23 Here, the commercial possibility has not been excluded that an original bill of lading has gone, or may get, into the hands of a third party who is not before the Court. In that situation, I am of opinion that the Sheriff should not be put at risk, nor should the Court itself be put at risk, of committing a conversion of the goods by agreeing to vary orders made on the appropriate and conventional basis that original bills of lading be produced for the discharge of cargo from the Sheriff's custody.
24 I suggested to the parties that one possible solution worthy of their consideration may be that the Court could order redelivery of the cargo to the person from whom it came, namely the master of the MV Beluga Fantastic, by his agents, and that thereafter the master could take such commercial risks, if at all, as he saw fit in causing the cargo to be delivered under whatever commercial arrangements the parties wished to make.
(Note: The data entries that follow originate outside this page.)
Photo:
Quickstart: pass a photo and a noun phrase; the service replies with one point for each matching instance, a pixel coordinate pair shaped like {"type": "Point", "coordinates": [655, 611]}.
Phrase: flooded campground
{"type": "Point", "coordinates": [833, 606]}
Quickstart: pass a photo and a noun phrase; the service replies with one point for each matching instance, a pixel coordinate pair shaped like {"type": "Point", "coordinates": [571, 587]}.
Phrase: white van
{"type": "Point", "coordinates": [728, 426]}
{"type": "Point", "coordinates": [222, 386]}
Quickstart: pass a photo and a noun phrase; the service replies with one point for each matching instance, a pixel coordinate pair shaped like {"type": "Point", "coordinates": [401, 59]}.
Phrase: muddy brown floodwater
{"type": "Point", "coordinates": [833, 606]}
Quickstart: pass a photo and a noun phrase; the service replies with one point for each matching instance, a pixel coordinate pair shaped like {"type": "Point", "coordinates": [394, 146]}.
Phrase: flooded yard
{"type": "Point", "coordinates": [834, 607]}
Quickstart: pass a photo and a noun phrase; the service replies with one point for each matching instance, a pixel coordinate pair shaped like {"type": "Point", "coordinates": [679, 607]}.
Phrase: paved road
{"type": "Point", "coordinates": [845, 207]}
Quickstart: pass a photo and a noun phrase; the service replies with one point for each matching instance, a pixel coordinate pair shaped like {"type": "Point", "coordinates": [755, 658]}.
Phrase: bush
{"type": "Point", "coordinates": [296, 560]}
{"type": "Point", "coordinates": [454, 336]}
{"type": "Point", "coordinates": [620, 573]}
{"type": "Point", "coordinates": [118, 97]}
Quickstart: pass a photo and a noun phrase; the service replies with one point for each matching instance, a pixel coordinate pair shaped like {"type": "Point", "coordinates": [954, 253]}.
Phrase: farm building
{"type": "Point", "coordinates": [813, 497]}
However, that suggestion was not taken up by the parties.
25 The fact that the master, who delivered the cargo into the possession of the Court's officer because of the dispute was not, himself, prepared to retake possession of the goods on the suggested basis provides a further reason why the Court should not take commercial risks or impose them on its officer.
26 In my opinion, it is not appropriate to dispense with the time honoured requirement of the law merchant to produce an original bill of lading (whether a straight bill or otherwise) in order to receive cargo at the port of discharge. The consent of some of the parties is an insufficient foundation for any dispensation from the ordinary mercantile practice of centuries. The more is this so in circumstances where there is a real possibility that someone else may have an interest in the goods or may have acquired a copy of an original bill of lading with which they could demand delivery.
27 For these reasons I refuse the application to vary the orders.
I certify that the preceding twenty-seven (27) numbered paragraphs are a true copy of the Reasons for Judgment herein of the Honourable Justice Rares.